Expect the unexpected, because something will happen. Always.
When I was newly back from Israel, I took a three-day weekend from my new job to visit friends in San Diego. I bought a carry-on bag (I love luggage). Got tickets to San Diego — not easy because flights to California from New York typically end in Oakland, SF, or LA — none of which are close to San Diego. I finally found one with just a single connection. That was as good as it would get, so I took it along with all my vacation time at work.
I got to La Guardia on time and ready to go, but the plane never made it. Four hours later, the plane was MIA and my connecting flight in Salt Lake City came and went without me. I demanded my money back
The perky young thing at the ticket counter explained, “These are non-refundable tickets. See? It says so right here. We can get you on a flight to Los Angeles tomorrow afternoon. How’s that?” My sense of humor had gone missing with my aircraft.
“Los Angeles is more than 3 hours drive from San Diego and I don’t have a car. By the time I got there — if I got there — I’d have to turn around and come straight back. I’ve paid for taxis and lost my holiday time. All I got is a long day in your waiting room. Either get me on a plane for San Diego now or give me my money back.”
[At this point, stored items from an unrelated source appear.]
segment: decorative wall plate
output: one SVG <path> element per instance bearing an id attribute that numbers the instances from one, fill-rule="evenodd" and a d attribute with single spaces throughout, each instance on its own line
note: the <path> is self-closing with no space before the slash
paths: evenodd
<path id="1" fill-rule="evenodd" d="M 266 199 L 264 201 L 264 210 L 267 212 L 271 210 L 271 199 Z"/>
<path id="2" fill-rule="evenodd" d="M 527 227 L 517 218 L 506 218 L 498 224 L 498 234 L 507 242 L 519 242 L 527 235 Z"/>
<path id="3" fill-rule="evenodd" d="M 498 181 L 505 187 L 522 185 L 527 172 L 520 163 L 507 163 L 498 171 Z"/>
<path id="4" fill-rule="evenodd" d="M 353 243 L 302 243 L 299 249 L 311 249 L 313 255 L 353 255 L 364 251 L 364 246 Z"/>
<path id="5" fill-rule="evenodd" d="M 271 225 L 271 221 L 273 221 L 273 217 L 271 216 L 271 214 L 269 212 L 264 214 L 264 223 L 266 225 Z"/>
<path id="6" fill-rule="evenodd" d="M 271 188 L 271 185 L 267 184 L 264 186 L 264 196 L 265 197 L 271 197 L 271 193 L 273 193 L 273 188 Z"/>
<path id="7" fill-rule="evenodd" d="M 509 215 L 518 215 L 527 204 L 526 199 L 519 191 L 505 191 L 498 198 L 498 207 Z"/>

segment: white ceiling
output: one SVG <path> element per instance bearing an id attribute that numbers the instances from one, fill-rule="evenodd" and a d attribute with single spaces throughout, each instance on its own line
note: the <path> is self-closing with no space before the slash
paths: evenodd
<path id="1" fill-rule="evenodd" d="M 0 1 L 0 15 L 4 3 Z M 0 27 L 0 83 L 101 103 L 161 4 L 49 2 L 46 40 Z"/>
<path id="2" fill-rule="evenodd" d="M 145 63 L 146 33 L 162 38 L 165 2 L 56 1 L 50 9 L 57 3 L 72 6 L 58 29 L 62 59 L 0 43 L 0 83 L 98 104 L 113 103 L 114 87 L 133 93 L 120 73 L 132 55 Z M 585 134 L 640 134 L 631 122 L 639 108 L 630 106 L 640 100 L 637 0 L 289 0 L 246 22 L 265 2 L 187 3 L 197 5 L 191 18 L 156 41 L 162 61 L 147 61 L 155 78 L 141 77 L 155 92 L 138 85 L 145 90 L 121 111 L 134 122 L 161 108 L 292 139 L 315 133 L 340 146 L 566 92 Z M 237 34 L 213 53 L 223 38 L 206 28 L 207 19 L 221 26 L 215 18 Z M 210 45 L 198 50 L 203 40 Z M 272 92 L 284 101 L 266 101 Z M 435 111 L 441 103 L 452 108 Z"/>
I got the refund. Took a taxi home. Spent the long weekend feeling sorry for myself. I never made it San Diego, though I did see those friends a few years later — at least for a couple of hours. But, eventually, we lost touch. Distance only makes the heart grow fonder if there is a likelihood of ever seeing that person again. Otherwise, after a while, there seems no point in fighting to retain a connection.
Our fondest illusion is that we are in control. Architects of our destiny. That’s the promise we get from our parents while we are growing up. It goes hand in glove with the big lie, that if you do “life” right, you are sure to get what you want. All you have to do is keep trying. We know — because “they” told us — that good work will be rewarded. Kindness will be returned. If we eat right, keep fit, and exercise we’ll be healthy. Forever. Bad things won’t happen to us.
From the little stuff — flights cancelled, vacations rained out — to failed marriages and careers crashed, life strips us of illusions. But what’s left is real, solid, and true. Is that such a bad thing?
We are passengers on the bus that is life. We aren’t driving. We don’t even know what road we’re on, or our destination. Sometimes, it’s worth reconsidering your options. Stop trying to wrestle the steering wheel out of the driver’s hands. The bus is going where it’s going. Enjoy the ride.
Life is not about where you end up. It’s about the journey.